Как бледны, как резко очерчены были ее губы, какими глубокими стали тени в уголках глаз! На ее прозрачном лбу, над бровью, внушая тревогу, все яснее и яснее проступала трепещущая бледно-голубая жилка. Под ее руками шло невероятное нарастание звуков, сменившееся внезапным, почти нечестивым пианиссимо, которое было как почва, ускользающая из-под ног, как огромное, всепоглощающее желание. Всеразрешающий восторг великого свершенья прозвучал, повторился; долго не смолкала буря безграничного удовлетворения, но и она стала стихать, и казалось только, что, замирая, она еще раз вплетает в свою гармонию мелодию страстной тоски; наконец она устала, затихла, отшумела, ушла. Воцарилась глубокая тишина.
Они оба прислушались; они склонили головы набок и слушали.
– Это бубенцы, – сказала она.
– Это сани, – сказал он. – Я ухожу.
Он встал и прошел через всю комнату. В глубине у двери он задержался, обернулся и постоял, переминаясь с ноги на ногу. А потом вышло так, что в пятнадцати или двадцати шагах от нее он молча упал на колени, на оба колена. Полы его длинного черного сюртука расстелились по полу. Руки он молитвенно сложил у самого рта, плечи его дрожали.

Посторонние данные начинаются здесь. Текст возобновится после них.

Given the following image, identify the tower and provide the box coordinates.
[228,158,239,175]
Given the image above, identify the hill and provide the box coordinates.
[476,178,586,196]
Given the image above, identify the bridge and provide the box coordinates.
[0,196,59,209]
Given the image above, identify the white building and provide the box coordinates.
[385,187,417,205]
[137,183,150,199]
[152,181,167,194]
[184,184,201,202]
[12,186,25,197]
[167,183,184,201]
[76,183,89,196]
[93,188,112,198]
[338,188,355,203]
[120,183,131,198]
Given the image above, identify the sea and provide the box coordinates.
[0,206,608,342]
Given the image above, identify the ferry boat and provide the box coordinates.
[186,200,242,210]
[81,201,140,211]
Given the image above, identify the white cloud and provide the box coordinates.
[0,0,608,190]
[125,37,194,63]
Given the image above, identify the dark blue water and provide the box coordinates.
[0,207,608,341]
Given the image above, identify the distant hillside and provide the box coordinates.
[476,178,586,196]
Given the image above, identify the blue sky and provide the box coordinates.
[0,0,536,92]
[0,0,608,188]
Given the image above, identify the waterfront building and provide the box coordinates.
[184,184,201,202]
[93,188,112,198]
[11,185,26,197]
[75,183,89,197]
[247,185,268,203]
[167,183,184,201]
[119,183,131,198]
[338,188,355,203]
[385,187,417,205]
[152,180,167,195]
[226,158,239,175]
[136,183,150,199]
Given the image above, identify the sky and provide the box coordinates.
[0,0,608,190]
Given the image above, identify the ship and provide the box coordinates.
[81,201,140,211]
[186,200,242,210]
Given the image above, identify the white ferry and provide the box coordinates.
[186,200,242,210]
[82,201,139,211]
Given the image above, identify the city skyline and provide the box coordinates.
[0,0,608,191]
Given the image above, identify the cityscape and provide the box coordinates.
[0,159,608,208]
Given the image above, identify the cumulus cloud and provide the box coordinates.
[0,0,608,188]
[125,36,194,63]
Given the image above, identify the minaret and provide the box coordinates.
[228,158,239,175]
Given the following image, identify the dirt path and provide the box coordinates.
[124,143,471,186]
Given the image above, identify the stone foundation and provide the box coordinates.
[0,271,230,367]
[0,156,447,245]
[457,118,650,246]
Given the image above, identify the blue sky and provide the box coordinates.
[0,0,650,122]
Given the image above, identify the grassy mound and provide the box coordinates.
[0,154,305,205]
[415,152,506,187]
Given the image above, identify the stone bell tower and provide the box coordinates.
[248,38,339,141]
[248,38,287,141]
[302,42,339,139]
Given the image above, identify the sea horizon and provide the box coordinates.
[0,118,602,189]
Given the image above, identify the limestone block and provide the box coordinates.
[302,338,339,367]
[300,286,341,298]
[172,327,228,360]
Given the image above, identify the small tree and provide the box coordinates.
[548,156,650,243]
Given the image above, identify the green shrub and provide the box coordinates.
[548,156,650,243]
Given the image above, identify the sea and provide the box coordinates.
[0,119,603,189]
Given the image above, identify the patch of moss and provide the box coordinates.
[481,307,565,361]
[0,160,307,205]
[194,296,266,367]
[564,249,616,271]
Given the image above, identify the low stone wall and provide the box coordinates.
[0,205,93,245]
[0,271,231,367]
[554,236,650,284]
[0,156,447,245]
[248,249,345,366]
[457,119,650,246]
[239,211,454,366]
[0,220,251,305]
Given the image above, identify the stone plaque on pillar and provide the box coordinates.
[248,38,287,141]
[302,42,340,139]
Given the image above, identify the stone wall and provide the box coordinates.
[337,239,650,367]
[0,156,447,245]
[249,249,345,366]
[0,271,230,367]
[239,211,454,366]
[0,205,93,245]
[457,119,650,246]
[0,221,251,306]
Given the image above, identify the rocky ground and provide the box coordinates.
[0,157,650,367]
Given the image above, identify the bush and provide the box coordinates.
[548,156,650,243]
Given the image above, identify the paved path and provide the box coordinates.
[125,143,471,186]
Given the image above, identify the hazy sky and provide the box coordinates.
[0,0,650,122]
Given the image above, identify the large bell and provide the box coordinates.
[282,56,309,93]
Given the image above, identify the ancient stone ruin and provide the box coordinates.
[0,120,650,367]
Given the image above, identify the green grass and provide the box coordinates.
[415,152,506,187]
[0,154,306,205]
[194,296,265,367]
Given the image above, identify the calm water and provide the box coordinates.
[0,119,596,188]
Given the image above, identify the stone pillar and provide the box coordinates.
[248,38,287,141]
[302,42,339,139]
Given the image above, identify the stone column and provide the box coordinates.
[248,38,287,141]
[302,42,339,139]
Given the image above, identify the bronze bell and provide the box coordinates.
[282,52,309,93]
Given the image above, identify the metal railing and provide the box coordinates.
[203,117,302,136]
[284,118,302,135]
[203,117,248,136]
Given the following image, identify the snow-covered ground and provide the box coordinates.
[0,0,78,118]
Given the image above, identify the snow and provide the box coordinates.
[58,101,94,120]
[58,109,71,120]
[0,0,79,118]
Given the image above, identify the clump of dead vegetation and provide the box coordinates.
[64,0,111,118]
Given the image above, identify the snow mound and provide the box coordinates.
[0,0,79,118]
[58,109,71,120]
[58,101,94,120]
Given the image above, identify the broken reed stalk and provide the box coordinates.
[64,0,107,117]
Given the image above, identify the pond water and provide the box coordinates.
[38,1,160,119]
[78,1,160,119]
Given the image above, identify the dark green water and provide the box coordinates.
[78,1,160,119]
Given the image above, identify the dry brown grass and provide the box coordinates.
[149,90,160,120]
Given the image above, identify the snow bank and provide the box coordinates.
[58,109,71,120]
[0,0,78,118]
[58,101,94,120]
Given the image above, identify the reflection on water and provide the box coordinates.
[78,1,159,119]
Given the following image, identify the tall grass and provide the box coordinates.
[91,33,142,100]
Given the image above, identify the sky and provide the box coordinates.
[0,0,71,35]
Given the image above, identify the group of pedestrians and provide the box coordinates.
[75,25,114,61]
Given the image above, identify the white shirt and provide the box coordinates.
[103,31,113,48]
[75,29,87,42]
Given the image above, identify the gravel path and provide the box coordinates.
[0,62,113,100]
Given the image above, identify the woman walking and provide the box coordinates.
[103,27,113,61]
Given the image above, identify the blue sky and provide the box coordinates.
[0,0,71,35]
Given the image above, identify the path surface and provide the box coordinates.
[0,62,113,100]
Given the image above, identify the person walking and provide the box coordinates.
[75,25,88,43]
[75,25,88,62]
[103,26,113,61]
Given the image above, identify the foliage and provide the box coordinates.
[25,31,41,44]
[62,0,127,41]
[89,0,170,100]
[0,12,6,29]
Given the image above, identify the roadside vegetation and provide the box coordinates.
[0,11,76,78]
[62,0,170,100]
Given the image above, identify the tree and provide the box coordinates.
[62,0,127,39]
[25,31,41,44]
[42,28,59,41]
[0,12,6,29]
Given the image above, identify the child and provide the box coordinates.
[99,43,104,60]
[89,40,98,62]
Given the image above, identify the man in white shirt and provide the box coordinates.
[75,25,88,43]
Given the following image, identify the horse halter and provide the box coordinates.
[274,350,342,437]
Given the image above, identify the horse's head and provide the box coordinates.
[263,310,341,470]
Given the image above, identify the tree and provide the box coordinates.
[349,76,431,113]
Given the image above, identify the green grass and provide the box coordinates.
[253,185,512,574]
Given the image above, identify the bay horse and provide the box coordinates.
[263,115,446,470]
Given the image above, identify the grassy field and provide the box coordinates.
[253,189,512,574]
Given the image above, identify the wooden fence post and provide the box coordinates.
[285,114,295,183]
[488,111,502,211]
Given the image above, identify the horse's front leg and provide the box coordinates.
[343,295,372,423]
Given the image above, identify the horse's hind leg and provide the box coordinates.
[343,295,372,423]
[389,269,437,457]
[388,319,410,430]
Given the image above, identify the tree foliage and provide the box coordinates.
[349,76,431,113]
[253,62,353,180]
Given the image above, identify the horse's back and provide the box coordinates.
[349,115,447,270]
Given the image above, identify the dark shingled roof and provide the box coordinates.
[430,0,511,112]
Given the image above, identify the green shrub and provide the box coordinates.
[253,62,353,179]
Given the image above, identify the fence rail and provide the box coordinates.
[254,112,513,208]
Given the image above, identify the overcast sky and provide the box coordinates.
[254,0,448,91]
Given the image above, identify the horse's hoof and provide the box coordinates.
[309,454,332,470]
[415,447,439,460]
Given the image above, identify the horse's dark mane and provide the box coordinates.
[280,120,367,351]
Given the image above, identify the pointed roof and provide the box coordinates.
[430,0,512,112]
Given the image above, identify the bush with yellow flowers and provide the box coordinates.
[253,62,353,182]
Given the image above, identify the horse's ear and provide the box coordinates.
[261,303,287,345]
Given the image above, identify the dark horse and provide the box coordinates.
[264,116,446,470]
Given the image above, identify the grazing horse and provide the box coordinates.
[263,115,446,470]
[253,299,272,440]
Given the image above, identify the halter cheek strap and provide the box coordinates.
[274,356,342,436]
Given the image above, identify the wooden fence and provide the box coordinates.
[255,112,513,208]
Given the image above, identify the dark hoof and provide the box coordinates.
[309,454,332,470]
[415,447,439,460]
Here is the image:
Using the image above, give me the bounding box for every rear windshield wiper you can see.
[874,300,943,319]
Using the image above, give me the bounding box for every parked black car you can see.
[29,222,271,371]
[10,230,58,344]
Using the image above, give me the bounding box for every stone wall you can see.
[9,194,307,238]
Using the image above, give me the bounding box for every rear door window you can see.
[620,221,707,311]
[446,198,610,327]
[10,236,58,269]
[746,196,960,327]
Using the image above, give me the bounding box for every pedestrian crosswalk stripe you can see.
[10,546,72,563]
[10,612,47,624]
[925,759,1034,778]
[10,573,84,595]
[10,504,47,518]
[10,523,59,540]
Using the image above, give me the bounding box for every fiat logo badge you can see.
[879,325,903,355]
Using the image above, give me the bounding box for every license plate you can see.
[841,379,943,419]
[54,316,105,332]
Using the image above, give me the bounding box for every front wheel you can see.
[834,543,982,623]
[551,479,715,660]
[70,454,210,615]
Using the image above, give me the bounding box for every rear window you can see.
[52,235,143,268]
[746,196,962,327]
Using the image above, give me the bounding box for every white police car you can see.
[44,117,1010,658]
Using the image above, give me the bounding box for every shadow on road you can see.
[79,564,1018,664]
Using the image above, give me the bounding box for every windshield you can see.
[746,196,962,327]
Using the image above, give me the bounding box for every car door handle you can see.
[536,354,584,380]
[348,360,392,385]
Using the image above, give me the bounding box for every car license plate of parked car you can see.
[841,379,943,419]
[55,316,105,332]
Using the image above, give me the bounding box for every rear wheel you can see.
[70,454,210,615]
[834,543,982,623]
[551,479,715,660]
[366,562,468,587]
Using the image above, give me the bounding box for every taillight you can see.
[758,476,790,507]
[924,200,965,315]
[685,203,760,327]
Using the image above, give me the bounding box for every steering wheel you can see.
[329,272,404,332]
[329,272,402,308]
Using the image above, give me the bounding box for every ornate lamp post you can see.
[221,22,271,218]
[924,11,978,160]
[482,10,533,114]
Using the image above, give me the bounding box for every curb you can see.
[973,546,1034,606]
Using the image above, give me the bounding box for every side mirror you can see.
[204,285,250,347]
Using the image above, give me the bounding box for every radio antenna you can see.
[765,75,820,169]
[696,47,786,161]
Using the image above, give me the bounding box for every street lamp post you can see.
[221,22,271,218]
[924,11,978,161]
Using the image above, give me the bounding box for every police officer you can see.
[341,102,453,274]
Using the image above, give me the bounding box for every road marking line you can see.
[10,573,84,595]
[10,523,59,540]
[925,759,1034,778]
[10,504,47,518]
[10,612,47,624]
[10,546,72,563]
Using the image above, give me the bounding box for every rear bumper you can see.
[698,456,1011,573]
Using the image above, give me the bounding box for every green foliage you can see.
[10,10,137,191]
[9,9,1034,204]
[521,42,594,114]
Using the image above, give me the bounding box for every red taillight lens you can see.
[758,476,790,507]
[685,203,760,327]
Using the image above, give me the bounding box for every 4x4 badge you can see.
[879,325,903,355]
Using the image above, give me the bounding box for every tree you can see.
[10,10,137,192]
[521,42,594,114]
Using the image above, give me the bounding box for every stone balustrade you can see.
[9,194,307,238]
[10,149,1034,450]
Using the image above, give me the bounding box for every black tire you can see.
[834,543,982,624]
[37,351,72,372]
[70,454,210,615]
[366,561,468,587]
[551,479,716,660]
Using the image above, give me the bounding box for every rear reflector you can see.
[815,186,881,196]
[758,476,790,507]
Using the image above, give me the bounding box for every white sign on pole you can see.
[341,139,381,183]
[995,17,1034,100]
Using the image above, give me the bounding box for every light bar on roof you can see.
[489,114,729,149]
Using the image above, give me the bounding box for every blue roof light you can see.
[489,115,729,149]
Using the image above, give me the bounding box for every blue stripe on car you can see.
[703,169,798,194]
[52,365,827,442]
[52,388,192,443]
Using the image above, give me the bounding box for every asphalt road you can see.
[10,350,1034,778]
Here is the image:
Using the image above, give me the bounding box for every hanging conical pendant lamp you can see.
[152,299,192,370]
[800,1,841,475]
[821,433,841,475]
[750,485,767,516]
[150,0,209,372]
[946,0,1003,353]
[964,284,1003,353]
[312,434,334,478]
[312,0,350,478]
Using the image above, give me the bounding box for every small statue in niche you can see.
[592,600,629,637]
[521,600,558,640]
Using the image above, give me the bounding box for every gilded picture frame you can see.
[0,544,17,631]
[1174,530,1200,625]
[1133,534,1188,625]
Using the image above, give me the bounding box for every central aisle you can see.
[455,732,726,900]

Она сидела спиной к пианино, опустив руки на колени, подавшись вперед, и смотрела на него. Неясная, печальная улыбка играла на ее лице, а глаза ее вглядывались в полумрак с таким напряжением, что, казалось, они вот-вот закроются.
Издалека все громче доносились звон колокольчиков, щелканье бичей и людские голоса.
Катанье на санях, о котором еще долго шли разговоры, состоялось двадцать шестого февраля. Двадцать седьмого февраля была оттепель, кругом все таяло, капало, лило, текло; в этот день супруга господина Клетериана чувствовала себя превосходно. Двадцать восьмого у нее сделалось кровохарканье… Крови вышло чуть-чуть, но все-таки это была кровь. Тогда же ею вдруг овладела слабость – небывалая слабость, – и она слегла.
Доктор Леандер осмотрел ее, сохраняя при этом непроницаемо-холодное лицо. Затем, согласно требованиям науки, прописал: кусочки льда, морфий, полный покой. Кстати сказать, из-за чрезмерной занятости он на следующий же день передал наблюдение над больной доктору Мюллеру, который и взял его на себя со всей кротостью, какой от него требовали долг и контракт. Скромная и бесславная деятельность этого ничем не примечательного, тихого, бледного человека была посвящена или почти здоровым, или безнадежно больным.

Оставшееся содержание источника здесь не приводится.